Sebastian Kawa: W pogoni za słońcem
Gdy znudzi ci się deszcz, leć tam gdzie słońce.
Pogoda nas nie rozpieszcza. Jest dokładnie tak jak w góralskim dowcipie: – U nos panocku to jeno 6 miesiącków zimy a reśta to syćko lato.
W Prievidzy przez 2 tygodnie zdołano rozegrać tylko cztery konkurencje. U nas „zimni ogrodnicy” Pankracy, Serwacy i Bonifacy skutecznie rozwiązywali problem nadprodukcji jabłek gnębiąc sadowników śniegiem, oraz przymrozkami. Nad północnymi grzbietami Beskidów nadal snuły się ponure polewaczki, ale po drugiej stronie frontu stojącego nad Odrą wygrywało już słońce.
Sebastian z radością skorzystał więc z zaproszenie Olivera Springera (z przodu) na wspólne loty jego dwumiejscowym szybowcem „Arcus”.
Przez dwa dni zdołali spenetrować kilka landów centralnych Niemiec.
Ponieważ od Atlantyku napływała następna fala deszczowych chmur przenieśli się do Saksonii, gdzie w terenach przygranicznych latali kolejne dwa dni. Mimo bardzo zmiennych warunków wykonywali przeloty o długości około 600 km z prędkościami przekraczającymi 120, 130 km/h.
Na obszarach byłego NRD nie brakuje opuszczonych lotnisk wojskowych, a silnik umożliwiający samodzielny start dawał im pełną samodzielność, toteż swobodnie mogli uprawiać taki tramping. Kolejny front wygonił ich z tych rubieży, dlatego 16 maja wykonali skok do kolegów harcujących w Prievidzy na Słowacji. Czechy to kraj lotników. Gdzie nie spojrzysz to jakieś lotnisko, a że pogoda sprzyjała, to Jarek Tomana i jego kumple intensywnie wietrzyli Grippen’y.
W związku z tym załoga Arcusa podczas lawirowania przez różne TRA, MTMA, miała wprawkę jak w wyścigu „Wielka Pardubicka”. Miła atmosfera zgrupowania KSS i Aeroklubu Żar, oraz piękno Słowacji urzekały.
Można było tam jeszcze latać nad Tatrami i Fatrą przez 2 dni, a potem dryfować z pięknymi obłokami nad Karpatami ku brzegom Morza Czarnego, lub na Bałkany. Jednak nie było na taki rajd dostatecznej ilości czasu, a ciepłe powiewy od Afryki suszyły skutecznie powietrze na skraju napływającego z zachodu niżu. Przydało się doświadczenie latanie w bezchmurnym powietrzu podczas tegorocznych mistrzostw świata w Australii.

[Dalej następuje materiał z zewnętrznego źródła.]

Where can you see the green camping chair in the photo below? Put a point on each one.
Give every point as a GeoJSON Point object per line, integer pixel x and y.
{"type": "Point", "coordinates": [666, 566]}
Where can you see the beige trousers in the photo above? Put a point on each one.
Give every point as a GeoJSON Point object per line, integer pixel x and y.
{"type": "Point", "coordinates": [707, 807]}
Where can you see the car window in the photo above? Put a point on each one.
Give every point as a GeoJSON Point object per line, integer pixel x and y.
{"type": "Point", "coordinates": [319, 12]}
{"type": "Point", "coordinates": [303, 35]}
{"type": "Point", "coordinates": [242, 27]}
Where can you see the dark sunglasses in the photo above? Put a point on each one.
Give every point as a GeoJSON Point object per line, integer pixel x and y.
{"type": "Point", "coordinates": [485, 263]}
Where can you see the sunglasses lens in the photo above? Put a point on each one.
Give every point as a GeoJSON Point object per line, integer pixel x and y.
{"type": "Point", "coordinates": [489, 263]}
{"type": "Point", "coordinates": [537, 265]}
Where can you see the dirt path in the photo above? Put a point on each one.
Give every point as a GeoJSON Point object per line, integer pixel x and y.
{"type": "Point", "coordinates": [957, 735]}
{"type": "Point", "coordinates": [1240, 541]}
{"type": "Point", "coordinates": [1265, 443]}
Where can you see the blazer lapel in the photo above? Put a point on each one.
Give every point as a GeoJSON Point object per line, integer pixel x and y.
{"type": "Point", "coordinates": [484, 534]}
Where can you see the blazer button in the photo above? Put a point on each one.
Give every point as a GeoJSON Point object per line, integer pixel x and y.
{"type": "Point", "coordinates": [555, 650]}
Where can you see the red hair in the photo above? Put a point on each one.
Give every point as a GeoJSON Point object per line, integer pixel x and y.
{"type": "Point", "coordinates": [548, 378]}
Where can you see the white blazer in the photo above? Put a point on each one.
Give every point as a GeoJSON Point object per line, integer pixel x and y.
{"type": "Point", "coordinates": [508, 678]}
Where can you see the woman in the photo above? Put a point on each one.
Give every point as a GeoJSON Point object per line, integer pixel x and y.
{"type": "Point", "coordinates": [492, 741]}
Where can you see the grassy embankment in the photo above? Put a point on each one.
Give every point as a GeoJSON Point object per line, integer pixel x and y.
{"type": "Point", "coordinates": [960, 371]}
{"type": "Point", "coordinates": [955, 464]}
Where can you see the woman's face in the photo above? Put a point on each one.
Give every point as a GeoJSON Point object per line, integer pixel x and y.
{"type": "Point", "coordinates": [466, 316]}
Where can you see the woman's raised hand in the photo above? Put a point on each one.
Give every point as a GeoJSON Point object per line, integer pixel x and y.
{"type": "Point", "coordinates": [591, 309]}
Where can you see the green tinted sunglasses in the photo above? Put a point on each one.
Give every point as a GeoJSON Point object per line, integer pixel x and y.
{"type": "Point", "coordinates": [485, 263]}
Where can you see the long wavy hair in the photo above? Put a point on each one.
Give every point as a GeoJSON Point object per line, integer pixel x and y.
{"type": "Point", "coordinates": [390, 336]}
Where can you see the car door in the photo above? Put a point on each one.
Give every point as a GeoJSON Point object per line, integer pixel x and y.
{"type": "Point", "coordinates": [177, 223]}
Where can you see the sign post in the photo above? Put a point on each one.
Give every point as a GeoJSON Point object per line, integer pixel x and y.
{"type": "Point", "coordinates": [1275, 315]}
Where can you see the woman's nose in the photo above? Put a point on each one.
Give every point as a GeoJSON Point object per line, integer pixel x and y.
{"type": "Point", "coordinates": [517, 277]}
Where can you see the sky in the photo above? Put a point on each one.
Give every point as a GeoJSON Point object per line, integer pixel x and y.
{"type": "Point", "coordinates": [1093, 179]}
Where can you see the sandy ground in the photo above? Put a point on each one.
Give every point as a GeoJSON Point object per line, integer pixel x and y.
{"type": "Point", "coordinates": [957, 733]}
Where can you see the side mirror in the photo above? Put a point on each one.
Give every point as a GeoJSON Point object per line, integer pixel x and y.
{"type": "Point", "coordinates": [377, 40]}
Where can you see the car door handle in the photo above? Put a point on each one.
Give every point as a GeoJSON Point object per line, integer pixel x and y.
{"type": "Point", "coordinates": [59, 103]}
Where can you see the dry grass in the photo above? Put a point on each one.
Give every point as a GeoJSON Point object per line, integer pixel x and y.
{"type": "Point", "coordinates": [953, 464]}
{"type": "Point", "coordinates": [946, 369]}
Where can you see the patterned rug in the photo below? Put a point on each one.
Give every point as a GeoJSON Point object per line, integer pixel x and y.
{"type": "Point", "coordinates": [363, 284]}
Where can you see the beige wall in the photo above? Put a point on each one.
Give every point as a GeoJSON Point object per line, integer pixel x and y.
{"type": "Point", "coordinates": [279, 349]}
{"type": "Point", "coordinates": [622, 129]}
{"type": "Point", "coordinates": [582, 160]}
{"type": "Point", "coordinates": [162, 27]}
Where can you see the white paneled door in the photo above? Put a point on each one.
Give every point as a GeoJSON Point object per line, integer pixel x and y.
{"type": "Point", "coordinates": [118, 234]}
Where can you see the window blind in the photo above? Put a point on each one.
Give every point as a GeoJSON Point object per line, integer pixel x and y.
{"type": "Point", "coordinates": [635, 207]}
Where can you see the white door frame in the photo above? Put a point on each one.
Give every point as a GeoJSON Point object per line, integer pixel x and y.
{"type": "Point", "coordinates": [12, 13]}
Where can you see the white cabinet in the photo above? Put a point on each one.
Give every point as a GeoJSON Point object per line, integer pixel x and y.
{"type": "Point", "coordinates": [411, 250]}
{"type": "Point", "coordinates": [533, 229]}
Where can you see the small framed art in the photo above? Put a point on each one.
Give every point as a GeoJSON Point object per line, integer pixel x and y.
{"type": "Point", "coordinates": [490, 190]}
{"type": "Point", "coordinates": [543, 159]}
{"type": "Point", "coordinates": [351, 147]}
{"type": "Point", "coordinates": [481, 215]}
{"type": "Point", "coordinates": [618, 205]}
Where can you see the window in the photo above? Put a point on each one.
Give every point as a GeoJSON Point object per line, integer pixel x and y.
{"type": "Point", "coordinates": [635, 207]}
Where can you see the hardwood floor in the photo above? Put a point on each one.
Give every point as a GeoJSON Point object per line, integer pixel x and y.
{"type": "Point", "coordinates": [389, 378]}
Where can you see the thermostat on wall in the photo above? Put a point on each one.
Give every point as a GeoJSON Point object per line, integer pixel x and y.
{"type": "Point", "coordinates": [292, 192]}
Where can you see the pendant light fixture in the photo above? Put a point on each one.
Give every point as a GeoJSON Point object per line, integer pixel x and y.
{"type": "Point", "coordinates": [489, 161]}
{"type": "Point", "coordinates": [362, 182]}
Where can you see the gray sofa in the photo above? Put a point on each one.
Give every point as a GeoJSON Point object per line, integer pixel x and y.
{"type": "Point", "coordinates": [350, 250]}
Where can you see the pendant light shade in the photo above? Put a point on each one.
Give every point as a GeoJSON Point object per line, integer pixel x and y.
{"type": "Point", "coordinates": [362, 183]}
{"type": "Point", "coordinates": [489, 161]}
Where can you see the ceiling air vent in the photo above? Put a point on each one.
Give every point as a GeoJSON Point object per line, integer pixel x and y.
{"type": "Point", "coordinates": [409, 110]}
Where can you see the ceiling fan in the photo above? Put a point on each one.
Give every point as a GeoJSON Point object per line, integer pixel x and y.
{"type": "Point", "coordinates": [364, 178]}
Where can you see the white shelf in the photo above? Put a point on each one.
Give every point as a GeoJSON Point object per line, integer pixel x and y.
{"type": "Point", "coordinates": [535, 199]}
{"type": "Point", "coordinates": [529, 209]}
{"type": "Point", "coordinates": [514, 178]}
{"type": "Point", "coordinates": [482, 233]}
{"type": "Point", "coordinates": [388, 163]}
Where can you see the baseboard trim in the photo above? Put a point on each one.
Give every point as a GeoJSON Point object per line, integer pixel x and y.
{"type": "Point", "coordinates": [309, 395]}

Lot powrotny był mozolny i w parterze. Mieli okazje przyjrzeć się skoczniom w Harrahovie i podziwiać Śnieżkę od dołu, ale Usti nad Labem zostało osiągnięte. W przegrzanej „zupie” trudno o rozwój prądów termicznych, lecz mimo to następnego dnia Rudawy generowały anemiczne prądy w których można było ćwiczyć loty z trzmielami a przy granicy z Austrią przyjrzeć się strukturze nadchodzącego frontu.
Z Usti Bernard Wachowicz „rzutem kołowym” przeprawił szybowiec i załogę przez strefę deszczu do Lipska. Tym razem chmury za frontem zapraszały na wędrówkę do zachodnich krańców Europy.
Trzeba było jednak kończyć zabawę, więc ograniczyli się do latania po zachodnich obszarach Niemiec.
Na pożegnanie zafundowali sobie około 1000 kilometrową gonitwę nad lasami, polami, miastami, Saksoni, Brandenburgii, Turyngii, Hesji, Westfalii i Nadrenii. 69 godzin lotu i 6000 km przelotów to niezły urobek za parę dni latania. Ten rajd dowodzi,że mając do dyspozycji samostartujący szybowiec, można nawet w kapryśnej pogodzie Europy skokami konika szachowego tak ułożyć sobie grę z wędrującymi frontami, że nie spędzi się urlopu przy stoliku karcianym i monotonnej muzyce deszczu.